His first oil painting Picador (1889) was painted by Picasso at the age of eight and he kept it throughout his life. He drew all the time; a great number of sketches dedicated to bullfight (what Spaniard does not like bullfight!) as well as studies of local people’s life remained. Pablo’s father started to involve him in interior decorative painting where he had to paint pigeons’ legs. Then, it was his father who insisted on Pablo’s entering Barcelona Academy of Art. The 13-year old whiz kid accomplished an examination drawing of a naked model for a day while a month was allowed for its creation.
Georges Braque
(May 13, 1882 – August 31, 1963)
He was a major 20th-century French painter, collagist, draughtsman, printmaker and sculptor. His most notable contributions were in his alliance with Fauvism from 1905, and the role he played in the development of Cubism. Braque’s work between 1908 and 1912 is closely associated with that of his colleague Pablo Picasso. Their respective Cubist works were indistinguishable for many years, yet the quiet nature of Braque was partially eclipsed by the fame and notoriety of Picasso.
John Bauer (illustrator)
(June 4, 1882 – November 20, 1918)
He was a Swedish painter and illustrator. His work is concerned with landscape and mythology, but he also composed portraits. He is best known for his illustrations of early editions of Bland tomtar och troll (Among Gnomes and Trolls), an anthology of Swedish folklore and fairy tales.
Edward Hopper
(July 22, 1882 – May 15, 1967)
He was an American realist painter and printmaker. He is one of America’s most renowned artists and known for his skill in capturing American life and landscapes through his art.

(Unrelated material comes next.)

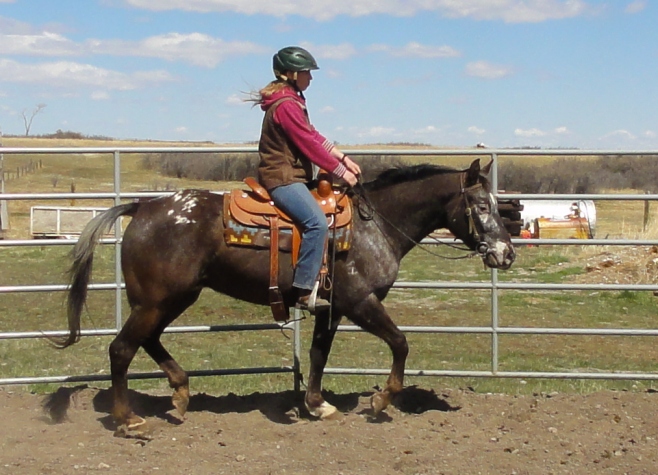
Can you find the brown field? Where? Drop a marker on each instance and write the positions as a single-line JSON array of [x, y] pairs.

Nighthawks (Hopper) (1942)
Gianni Vella
(May 9, 1885 – September 3, 1977)
He was a Maltese artist. After studying in Rome, he produced many religious works which can be found in many churches in the Maltese Islands, but he also produced some secular works including landscape paintings, cartoons and a stamp design.
Horace Pippin
(February 22, 1888 – July 6, 1946)
He was an American painter who painted a range of themes, including scenes inspired by his service in World War I, landscapes, portraits, and biblical subjects. Some of his best-known works address the U.S.’s history of slavery and racial segregation. He was the first Black artist to be the subject of a monograph, Selden Rodman’s Horace Pippin, A Negro Painter in America (1947), and The New York Times eulogized him as the “most important Negro painter” in American history.